Example of the Industrial Operation Service for Tobacco and Matches (SEITA)[edit | edit source]
Crozier applied this strategic analysis method to the case of the monopoly of the Service d' exploitation industrielle des tabacs et matches (SEITA) in France. Crozier speaks of an industrial monopoly, because there are no zones of uncertainty that can come from outside. It will analyse power relations on the basis of emotional relationships between different categories of staff in this service:
- Production workers: 60 to 120 per workshop and low-skilled;
- maintenance workers: 12 per workshop, qualified and attached to an engineer who is a member of the management.
Crozier highlights a very bureaucratic organisation through empirical findings based on field surveys:
- good relations between workshop managers and production workers;
- conflict between production and maintenance workers, who consider the former as their subordinates;
- open conflicts between maintenance workers and shop managers.
The main conclusions of Crozier's strategic analysis on the case of SEITA are that stopping a machine is the only source of uncertainty in the context of SEITA, which has a monopoly on its market.

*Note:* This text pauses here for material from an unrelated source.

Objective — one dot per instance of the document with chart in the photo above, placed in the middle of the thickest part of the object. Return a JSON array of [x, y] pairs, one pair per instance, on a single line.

Maintenance workers therefore enjoy the resulting power until all maintenance instructions are removed to ensure an absolute monopoly of expertise. Informal powers are organised in parallel with formal powers. The strategies of the three types of actors are oriented towards this informal power structure, particularly the aggressiveness of maintenance workers, whose power is very real but not legitimate. Production workers want more bureaucracy, while maintenance workers want to maintain the shadow zone.